By Nichola Saminather
Oct. 2 (Bloomberg) -- Sydney’s worst dust storm in 60 years is giving scientists a chance to study how much an infusion of iron can alter the ocean’s ecosystems.
Satellite images from NASA breaking down chlorophyll levels in oceans around the world taken before and after last week’s dust storm show a marked increase in algae growth in the Tasman Sea. Researchers study such images to measure blooms of algae, the microscopic plants at the bottom of the ocean food chain.
Gale-force winds that ripped through Sydney last week may have dumped a million tons of iron-rich topsoil from Australia’s outback into the Tasman Sea and Pacific Ocean.
“The storm gives us an opportunity to understand the processes that drive iron fertilization,” said Christel Hassler, a biological oceanographer at the University of Technology, Sydney, in a phone interview. “It’s a good opportunity for us to jump on and look at what’s happening on a large scale in the field.”
Hassler has joined a team of research scientists who’ve been making weekly visits for the past three decades to Port Hacking, a coastal suburb of Sydney, to study if the dust storm has caused a change to this year’s seasonal marine blooms.
Algae “sustain the whole marine food web, so are really important for fisheries,” she said, explaining why they’re studied.
Algae are also known to absorb as much as 40 percent of carbon dioxide from the earth’s atmosphere, leading some scientists to speculate climate change could be mitigated by dumping iron into the world’s oceans.
Iron Fertilization
Natural iron fertilization can enhance the export of carbon to the deep ocean, according to a report in the January edition of the journal Nature based on research conducted by a team led by Raymond Pollard of the National Oceanography Centre in Southampton, England.
A new technology developed by Kirsten Heimann, a biologist at James Cook University in Queensland, and distributed by MBD Energy Ltd., a Melbourne-based alternative energy company, enables emitters to mix carbon dioxide with water to be pumped into tubes of algae. The algae, which absorb the carbon dioxide, can then be recycled to produce biofuel or to be buried in the seabed, where they can store the gas indefinitely.
A NASA image from Sept. 23 -- the day of the Sydney dust storm -- shows less than 1 milligram per cubic meter of algae growth off the southeastern tip of New South Wales state. A picture taken Sept. 29 shows concentrations as high as 15 milligrams along the southeastern coast and as much as 1 milligram further north and out into the Tasman Sea.
Algae Growths
While algal blooms are typical in the southern oceans at this time of year, algae growths further north than usual may be a result of last week’s dust storm, said Peter Thompson, a research scientist at Australia’s Commonwealth Scientific and Research Organization in Hobart, the capital of Tasmania.

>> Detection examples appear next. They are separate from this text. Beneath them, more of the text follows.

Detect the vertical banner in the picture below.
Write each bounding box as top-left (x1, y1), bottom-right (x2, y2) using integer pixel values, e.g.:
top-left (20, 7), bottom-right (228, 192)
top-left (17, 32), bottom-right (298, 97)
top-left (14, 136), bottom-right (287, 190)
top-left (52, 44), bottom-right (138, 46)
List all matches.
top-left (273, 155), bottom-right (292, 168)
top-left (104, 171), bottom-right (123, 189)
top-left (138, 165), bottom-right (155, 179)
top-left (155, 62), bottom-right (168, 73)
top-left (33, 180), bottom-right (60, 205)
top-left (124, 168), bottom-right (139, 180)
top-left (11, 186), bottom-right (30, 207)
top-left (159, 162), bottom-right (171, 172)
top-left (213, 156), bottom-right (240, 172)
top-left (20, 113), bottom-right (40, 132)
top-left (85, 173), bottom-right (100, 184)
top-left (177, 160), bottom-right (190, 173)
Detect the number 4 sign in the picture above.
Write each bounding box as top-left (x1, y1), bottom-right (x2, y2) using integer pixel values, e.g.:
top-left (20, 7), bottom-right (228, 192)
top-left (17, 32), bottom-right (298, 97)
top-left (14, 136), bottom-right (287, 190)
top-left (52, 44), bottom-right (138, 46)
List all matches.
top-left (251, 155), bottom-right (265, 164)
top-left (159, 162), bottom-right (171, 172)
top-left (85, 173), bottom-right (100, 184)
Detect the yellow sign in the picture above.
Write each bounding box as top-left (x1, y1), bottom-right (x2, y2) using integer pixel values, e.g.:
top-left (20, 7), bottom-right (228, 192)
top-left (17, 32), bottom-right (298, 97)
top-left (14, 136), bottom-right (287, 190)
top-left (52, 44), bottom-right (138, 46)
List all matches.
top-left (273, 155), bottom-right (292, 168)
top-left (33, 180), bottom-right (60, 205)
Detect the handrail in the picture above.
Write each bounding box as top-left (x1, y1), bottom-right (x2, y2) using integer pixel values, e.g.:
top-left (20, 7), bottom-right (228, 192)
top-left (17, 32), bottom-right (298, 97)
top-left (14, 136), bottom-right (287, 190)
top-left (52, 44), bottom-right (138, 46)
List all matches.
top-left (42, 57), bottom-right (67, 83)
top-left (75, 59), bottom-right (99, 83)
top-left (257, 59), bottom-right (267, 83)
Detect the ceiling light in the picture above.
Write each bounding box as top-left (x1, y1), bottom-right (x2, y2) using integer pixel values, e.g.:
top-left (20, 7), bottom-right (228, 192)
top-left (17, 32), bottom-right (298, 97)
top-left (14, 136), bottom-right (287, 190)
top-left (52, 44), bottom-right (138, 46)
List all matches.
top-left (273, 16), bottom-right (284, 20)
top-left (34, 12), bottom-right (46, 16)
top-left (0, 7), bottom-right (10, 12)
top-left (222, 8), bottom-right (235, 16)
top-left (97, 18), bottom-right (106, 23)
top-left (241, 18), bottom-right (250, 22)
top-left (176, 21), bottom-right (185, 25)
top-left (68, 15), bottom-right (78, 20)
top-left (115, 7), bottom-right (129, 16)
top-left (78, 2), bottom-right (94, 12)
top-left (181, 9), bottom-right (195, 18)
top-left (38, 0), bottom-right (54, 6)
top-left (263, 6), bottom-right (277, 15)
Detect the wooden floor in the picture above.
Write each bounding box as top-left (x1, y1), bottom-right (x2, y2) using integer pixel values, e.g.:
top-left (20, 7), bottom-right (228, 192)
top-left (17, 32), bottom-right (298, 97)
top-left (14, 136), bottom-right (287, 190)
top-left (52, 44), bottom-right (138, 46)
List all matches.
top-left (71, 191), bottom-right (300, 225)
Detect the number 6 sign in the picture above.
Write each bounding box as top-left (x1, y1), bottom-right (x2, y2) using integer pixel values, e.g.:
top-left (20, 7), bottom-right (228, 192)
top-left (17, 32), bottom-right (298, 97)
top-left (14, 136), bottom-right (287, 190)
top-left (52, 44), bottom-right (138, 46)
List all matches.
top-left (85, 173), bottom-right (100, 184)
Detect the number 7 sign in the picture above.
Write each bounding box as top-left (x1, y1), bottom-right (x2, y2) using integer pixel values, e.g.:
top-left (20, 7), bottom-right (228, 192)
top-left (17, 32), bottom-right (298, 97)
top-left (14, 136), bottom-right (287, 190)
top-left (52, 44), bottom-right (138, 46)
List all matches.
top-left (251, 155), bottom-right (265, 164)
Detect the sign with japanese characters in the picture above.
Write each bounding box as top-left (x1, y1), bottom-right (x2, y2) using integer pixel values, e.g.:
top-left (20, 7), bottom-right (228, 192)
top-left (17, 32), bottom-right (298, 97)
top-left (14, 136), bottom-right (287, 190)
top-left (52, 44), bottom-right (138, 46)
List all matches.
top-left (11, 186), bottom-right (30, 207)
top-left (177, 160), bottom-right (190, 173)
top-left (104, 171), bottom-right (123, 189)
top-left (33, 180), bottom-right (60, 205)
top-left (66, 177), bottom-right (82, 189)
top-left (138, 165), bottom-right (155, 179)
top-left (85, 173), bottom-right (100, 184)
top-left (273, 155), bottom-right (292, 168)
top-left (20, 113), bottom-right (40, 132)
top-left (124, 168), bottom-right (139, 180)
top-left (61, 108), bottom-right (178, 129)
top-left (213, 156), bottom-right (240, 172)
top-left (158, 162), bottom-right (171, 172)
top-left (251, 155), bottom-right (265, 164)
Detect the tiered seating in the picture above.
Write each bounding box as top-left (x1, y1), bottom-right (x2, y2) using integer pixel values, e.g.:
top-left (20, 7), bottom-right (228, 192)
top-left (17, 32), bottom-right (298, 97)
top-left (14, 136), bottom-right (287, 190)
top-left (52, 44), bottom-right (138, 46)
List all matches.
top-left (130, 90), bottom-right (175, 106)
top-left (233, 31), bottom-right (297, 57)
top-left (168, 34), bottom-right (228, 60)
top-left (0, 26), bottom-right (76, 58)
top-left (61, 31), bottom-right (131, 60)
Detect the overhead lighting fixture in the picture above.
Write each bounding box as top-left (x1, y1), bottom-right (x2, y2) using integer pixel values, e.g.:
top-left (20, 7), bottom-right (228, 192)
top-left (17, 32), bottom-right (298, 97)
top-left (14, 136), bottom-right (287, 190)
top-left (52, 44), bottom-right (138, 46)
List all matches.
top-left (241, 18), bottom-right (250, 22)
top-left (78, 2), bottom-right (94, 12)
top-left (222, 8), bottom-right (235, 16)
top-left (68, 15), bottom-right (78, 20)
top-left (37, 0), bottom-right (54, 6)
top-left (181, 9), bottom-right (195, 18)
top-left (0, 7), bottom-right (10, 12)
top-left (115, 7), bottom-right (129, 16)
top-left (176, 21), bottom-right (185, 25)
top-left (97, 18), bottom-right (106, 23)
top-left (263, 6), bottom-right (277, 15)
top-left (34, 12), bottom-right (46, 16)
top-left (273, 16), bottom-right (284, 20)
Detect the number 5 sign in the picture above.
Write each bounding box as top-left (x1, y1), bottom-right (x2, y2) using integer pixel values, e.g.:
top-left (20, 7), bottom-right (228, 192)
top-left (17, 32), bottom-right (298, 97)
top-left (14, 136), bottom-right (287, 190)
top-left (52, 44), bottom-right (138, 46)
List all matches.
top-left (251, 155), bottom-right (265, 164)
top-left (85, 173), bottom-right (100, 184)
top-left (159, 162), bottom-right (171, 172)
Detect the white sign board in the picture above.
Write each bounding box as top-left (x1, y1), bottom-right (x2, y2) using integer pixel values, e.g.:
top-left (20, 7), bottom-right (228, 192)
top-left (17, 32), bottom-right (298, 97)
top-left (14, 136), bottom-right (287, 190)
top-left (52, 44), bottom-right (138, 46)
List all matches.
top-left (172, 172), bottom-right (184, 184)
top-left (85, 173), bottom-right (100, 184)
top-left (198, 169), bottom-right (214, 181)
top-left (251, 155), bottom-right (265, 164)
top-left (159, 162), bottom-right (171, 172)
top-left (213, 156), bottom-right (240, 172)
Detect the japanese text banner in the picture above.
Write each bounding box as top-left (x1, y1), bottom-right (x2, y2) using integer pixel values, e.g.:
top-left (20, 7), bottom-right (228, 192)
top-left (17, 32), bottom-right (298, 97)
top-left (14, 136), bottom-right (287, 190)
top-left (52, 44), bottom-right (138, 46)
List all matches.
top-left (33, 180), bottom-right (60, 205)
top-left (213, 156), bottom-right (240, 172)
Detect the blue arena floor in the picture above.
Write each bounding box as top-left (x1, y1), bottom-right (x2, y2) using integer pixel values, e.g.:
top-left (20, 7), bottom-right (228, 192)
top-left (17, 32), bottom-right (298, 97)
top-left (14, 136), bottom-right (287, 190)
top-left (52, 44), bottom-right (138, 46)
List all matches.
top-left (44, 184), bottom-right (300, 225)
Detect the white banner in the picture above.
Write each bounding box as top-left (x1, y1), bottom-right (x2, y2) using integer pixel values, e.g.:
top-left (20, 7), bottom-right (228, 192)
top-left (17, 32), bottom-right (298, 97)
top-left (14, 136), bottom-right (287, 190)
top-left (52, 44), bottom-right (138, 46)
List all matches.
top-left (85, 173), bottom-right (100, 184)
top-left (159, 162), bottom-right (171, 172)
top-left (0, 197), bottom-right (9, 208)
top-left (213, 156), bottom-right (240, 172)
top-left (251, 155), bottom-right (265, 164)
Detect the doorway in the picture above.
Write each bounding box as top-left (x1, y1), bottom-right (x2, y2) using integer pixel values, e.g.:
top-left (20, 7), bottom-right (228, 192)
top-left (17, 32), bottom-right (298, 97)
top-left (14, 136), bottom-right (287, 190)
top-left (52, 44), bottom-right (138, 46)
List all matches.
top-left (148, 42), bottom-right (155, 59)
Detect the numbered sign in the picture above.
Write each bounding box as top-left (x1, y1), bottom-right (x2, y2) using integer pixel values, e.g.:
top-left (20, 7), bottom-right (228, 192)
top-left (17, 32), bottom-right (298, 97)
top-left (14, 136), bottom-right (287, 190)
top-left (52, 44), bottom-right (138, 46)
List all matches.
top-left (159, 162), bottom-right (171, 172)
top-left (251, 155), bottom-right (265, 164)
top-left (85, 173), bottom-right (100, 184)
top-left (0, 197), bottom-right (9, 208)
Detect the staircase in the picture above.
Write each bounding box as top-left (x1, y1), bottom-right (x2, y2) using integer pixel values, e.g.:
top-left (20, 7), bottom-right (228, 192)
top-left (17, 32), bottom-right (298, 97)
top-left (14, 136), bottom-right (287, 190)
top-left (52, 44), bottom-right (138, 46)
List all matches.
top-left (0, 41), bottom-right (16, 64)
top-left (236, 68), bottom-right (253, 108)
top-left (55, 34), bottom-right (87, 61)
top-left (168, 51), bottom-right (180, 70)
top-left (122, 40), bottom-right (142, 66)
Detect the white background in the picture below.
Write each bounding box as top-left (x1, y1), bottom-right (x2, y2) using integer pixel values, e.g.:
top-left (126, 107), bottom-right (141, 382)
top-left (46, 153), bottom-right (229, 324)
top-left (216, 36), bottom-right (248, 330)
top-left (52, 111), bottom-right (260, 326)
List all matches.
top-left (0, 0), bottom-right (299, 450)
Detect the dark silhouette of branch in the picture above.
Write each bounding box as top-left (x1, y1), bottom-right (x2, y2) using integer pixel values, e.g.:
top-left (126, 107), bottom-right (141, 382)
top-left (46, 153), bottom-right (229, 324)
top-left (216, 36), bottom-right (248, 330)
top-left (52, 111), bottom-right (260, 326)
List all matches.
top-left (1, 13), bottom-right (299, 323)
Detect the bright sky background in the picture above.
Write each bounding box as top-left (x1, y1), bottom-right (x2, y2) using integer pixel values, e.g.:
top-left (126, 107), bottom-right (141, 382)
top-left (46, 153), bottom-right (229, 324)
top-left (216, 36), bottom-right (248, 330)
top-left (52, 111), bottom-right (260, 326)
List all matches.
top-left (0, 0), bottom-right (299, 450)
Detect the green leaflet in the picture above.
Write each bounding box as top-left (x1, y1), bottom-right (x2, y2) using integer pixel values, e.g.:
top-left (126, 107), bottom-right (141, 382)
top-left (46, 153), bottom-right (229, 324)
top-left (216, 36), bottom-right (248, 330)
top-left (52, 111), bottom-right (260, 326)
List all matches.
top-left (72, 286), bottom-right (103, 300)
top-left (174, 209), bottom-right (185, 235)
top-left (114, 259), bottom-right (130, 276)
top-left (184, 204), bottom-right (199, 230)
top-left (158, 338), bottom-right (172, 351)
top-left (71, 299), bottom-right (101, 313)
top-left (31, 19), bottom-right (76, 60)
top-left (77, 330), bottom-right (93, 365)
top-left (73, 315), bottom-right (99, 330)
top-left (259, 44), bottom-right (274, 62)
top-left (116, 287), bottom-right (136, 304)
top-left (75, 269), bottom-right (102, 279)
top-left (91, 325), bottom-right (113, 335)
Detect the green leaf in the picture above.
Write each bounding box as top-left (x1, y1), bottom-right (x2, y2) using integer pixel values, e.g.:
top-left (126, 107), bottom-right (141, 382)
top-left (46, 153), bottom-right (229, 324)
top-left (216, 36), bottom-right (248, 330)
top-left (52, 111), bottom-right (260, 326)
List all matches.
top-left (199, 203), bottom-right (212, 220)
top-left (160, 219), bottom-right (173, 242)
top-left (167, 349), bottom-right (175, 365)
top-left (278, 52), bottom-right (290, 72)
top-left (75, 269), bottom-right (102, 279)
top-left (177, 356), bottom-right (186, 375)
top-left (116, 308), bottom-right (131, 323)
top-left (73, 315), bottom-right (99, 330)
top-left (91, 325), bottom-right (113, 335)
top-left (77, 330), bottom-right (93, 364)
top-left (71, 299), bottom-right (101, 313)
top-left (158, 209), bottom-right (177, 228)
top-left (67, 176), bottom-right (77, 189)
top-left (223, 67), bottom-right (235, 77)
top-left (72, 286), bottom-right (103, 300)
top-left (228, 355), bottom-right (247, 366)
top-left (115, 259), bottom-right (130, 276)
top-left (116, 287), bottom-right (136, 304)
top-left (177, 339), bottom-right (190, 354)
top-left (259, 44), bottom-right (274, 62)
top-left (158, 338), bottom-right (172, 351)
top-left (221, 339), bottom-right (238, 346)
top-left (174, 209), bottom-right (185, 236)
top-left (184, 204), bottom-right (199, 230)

“That dust event was huge,” Thompson said. “It probably blew dust into areas that are iron-limited, so that would cause a phytoplankton bloom.”
Algae levels may continue to rise in coming weeks, said Edward Abraham, a researcher who studied the impact of adding iron to oceans on algae growth while at the National Institute of Water and Atmospheric Research in New Zealand.
“When the iron is coming from dust, it takes some time for it to leach out into the water,” said Abraham, who now runs a Wellington-based company called Dragonfly that provides information to fisheries.
Though the benefits of algae growth for marine life are well known, Hassler and Thompson recommended against artificial efforts to boost iron content in an effort to store carbon because the outcome of such intervention isn’t yet known.
“Sometimes, the carbon also ends up staying in surface waters instead of sinking, so there’s no benefit,” Thompson said.